Abstract

During the COVID-19 pandemic, the Moroccan population, like the entire population of the world, used medicinal plants to treat or cure symptoms of SARS-CoV-2. The present work was designed to identify the medicinal plants used by the Moroccan population in the prevention or treatment of COVID-19. To achieve this goal, a survey was conducted to collect data on plants along with the sociodemographic parameters of users. The outcome of this work showed that 1,263 people were interviewed with 63.5% male, aged between 18 and 82 years. Most plant users were between 20 and 40 years, which constituted 80.1% of the study population. The level of education of participants was 70.9% university and 27.6% secondary. The most useful plants were eucalyptus, cloves, lemon, and garlic. Notably, 61.9% of interviewed people used plants for preventing or treating COVID-19: 30.6% of them declared one-time use from the beginning of the pandemic, and 47.8% declared frequent daily use until recovery, while 17.4% declared single daily use. Five out of twenty-one plants used in the treatment are known for their potential toxicity, including Artemisia herba-alba and oleander (Nerium oleander). The findings of the present work could serve society by providing potential medicinal plants to control COVID-19.

1. Introduction

On May 27, 2020, the World Health Organization (WHO) declared the severe acute respiratory syndrome (SARS) of the current coronavirus disease 19 (COVID-19) outbreak, emerging in China at the end of 2019, as a pandemic. Since then, more than 585,568,206 confirmed cases of COVID-19, including 6,428,220 deaths across the world have been recorded, according to the website https://www.worldometers.info/coronavirus/, accessed on August 4th, 2022 [1]. Alpha, Beta, Gamma, and Delta-coronaviruses are the four genera that make up the Coronaviridae family, with Alpha and Beta-coronaviruses being the human pathogens. The virus that causes COVID-19, SARS-CoV-2, also known as 2019-nCoV, and severe acute respiratory syndrome (SARS) coronavirus (CoV)-2 virus, belongs to the genus Beta-coronavirus of the Coronaviridae family [2].

All the populations of the world were oriented towards natural products to prevent or treat infection caused by COVID-19 [35]. The Moroccan population is closely linked to phototherapy, which is back to several reasons, such as the richness of the country by medicinal plants (5.200 species and subspecies, and 600 species are medicinal plants), the economic situation of the Moroccan population, the illiterate and the inaccessibility of modern medicine) [6].

According to the Moroccan Ministry of Health, 1,261, 816 confirmed cases of COVID-19 and 1618, 9 deaths have been recorded since the beginning of the pandemic. As a consequence, the Moroccan population has used plants for preventing or treating this causative agent of the severe acute respiratory syndrome [7, 8].

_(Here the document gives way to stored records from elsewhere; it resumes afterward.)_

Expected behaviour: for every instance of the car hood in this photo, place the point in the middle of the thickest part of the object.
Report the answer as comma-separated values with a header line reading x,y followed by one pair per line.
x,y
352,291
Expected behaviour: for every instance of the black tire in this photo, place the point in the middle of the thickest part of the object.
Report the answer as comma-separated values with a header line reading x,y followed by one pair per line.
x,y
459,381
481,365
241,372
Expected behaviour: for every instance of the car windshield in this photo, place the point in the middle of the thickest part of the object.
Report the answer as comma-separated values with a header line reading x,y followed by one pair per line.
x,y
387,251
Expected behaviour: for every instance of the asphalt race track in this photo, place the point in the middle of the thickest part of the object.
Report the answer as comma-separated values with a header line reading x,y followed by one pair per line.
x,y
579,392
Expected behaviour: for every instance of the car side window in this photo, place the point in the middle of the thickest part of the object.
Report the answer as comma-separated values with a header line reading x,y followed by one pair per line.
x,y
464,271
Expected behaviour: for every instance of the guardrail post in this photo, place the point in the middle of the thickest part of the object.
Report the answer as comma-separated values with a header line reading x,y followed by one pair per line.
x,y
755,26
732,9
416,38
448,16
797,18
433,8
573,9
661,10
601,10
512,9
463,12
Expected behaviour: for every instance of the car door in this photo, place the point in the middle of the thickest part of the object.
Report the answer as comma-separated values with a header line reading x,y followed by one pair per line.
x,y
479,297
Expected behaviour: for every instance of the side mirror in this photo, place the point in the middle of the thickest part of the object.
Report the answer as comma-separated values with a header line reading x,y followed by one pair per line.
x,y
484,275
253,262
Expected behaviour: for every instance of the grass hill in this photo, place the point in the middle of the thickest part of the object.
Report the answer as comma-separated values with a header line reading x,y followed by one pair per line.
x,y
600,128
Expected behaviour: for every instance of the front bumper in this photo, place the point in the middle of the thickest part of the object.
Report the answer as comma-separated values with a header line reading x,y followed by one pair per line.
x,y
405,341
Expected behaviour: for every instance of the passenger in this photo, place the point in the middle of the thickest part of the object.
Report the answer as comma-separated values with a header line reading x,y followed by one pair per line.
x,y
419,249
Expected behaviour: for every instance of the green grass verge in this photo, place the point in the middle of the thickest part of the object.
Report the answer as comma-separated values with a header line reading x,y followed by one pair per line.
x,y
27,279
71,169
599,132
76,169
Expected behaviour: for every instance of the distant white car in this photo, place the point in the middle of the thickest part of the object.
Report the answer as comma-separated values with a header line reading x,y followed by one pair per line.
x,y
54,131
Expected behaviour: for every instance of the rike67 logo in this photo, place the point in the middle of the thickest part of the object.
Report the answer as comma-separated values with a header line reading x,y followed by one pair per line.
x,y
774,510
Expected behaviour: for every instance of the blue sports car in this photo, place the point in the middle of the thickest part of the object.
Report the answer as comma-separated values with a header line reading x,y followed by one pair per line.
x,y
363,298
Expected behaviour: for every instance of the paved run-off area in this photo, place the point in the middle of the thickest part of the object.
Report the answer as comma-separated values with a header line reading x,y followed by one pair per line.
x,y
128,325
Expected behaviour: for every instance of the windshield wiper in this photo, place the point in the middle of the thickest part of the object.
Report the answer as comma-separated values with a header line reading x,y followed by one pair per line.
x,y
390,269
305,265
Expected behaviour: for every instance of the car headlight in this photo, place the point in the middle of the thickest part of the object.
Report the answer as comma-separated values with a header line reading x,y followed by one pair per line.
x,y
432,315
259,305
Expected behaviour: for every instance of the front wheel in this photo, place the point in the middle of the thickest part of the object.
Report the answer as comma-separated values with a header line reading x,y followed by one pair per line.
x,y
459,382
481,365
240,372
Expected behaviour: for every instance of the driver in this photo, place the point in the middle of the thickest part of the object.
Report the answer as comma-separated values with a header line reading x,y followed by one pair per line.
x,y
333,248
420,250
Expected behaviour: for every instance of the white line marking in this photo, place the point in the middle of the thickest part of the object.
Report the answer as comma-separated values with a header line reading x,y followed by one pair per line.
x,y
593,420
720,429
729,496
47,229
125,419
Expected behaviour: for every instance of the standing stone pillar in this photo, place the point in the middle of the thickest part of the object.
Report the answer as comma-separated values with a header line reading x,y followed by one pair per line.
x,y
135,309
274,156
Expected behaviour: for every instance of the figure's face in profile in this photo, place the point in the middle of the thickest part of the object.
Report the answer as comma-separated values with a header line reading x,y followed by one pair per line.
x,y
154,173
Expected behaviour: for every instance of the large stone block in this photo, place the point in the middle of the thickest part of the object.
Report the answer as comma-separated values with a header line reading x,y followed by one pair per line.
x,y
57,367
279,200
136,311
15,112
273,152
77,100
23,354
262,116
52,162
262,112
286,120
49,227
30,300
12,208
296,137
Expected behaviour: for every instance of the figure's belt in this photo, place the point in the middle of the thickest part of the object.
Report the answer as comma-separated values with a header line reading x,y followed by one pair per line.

In this context, our study aimed to collect information on medicinal plants used by the Moroccan population in the prevention or treatment of COVID-19.

2. Materials and Methods

2.1. Type and Study Area

The present work was a prospective longitudinal cohort study, which aimed to collect data by use of a structured questionnaire via Google Forms, conducted in different regions of Morocco.

2.2. Information Gathering

All information was collected from 10 regions in Morocco: Marrakech-Safi, Béni Mellal-Khenifra, Fez-Meknes, Casablanca-Settat, Dakhla-Oued Ed-Dahab, Drâa-Tafilalet, Laâyoune-Sakia El Hamra, Oriental, Tanger-Tetouan-Al Hoceima, and Rabat-Salé-Kénitra (Table 1).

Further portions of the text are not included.